We asked Brightland pal Karen Palmer to create a special recipe for us using Brightland's Ardor Chili Olive Oil. Karen Palmer is a Los Angeles-based food writer whose work has appeared in such publications as Food & Wine, Travel + Leisure, Los Angeles Magazine, and many others. In 2018, she launched Pain Pizza, a pop-up that takes the French bread pizza we all loved to pop in the microwave as kids and makes it better using quality ingredients, such as locally made Bub & Grandma’s baguettes and California-grown Bianco DiNapoli tomatoes. Pain Pizza has sold out at pop-ups at restaurants and bars across L.A. Read on for our Q & A with Karen and her incredible Amatriciana-ish Sauce, featuring Ardor!
Interview with Karen
What do you like to keep out on your kitchen countertop or "kitchen shelfie"?
My kitchen is pretty minimalistic, but I like that it’s uncluttered. After years of living in teeny-tiny New York City apartments with even teeny-tinier kitchens, it feels so nice to have space! As for what’s on the countertop, there’s a wooden bowl that’s always stocked with lemons and garlic, a fancy-ish coffee grinder (because my boyfriend is a coffee nerd), a marble salt cellar filled with kosher salt, a peppermill, a couple of cutting boards, a cheese board, a small selection of cookbooks, and my tangerine KitchenAid mixer. Truth be told, I don’t use the mixer very often, but it has a nostalgia factor for me—and I love the way it looks.

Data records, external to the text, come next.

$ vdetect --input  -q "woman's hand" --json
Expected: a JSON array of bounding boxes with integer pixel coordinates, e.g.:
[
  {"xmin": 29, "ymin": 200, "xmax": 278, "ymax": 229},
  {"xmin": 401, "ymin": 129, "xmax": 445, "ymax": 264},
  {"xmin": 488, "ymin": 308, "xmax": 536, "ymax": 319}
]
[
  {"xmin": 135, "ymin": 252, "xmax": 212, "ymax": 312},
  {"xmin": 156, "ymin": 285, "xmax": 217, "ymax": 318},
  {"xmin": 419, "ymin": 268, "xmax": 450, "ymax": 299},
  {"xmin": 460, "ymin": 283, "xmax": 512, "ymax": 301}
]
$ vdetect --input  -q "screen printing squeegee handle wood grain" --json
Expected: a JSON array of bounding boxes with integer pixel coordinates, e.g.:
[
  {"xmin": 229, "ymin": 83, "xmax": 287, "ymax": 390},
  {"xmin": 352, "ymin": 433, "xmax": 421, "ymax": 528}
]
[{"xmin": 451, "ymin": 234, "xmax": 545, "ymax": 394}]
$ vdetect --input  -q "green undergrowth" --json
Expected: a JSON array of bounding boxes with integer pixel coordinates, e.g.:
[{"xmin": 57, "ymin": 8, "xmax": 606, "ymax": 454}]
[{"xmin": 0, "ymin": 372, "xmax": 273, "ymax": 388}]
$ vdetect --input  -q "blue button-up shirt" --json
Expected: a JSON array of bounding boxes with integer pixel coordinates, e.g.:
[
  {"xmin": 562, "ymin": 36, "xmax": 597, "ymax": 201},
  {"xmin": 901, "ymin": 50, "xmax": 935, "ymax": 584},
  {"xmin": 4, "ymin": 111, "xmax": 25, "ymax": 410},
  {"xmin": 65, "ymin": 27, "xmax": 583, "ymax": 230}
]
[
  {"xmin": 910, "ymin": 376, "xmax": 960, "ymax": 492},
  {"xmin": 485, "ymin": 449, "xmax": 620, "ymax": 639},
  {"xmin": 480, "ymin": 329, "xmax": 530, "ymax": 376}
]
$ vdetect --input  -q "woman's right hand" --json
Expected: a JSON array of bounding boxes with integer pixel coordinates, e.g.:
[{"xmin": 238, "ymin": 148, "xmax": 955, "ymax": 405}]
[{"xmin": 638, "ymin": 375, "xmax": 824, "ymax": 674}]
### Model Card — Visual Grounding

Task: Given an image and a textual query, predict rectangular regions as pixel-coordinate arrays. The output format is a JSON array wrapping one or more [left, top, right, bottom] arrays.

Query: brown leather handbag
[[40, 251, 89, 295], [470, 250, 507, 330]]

What does living in a golden state meant to you?
Living in a golden state means taking the time to appreciate and be grateful for the little things. For me, that means being lucky enough to live in Los Angeles, where it’s warm and sunny most of the time, and I can see palm trees out my bedroom window.
If you could host a dinner party at home and invite 3 guests, who would they be, what would you serve and what music would play in the background?
I’m going to go with three iconic women who would spark incredible conversations: Oprah (because, duh, who wouldn’t want to have Oprah at their dinner table?), Julia Child (because I’d love to hear what she thought about the food world today) and the late Carrie Fisher (because I’m an unabashed Star Wars nerd, and man, what a storyteller!). I’d be too scared to serve French food, so I’d probably make a big bowl of pasta, open a bottle of red wine, put on some Queen (because it’s what I’m listening to at the moment) and see where the night takes us!
What was your favorite board game as a child?
I don’t know if it counts as a board game, but I’m going to go with Hungry Hungry Hippos because I feel like it foreshadowed my adult life. Even when I’m eating a meal, I’m always thinking about what I’m going to eat NEXT.
What was your favorite thing that your mom/dad/grandparent cooked for you when you were little?
My grandmother made big batches of homemade ricotta gnocchi, and she’d freeze a bunch of them to have them on-hand for an impromptu dinner. I used to stop by on my drive to and from college, and she’d pull them out of the freezer and cook them for me as a “snack.” My mom asked her to write down the recipe before, and we’ve tried to recreate it, but we’ve never quite nailed it. She cooked by touch and feel, and like many Italian-American grandmothers, her method was more a “handful of” this or a “pinch of” that, rather than using exact measurements. I miss her—and her gnocchi!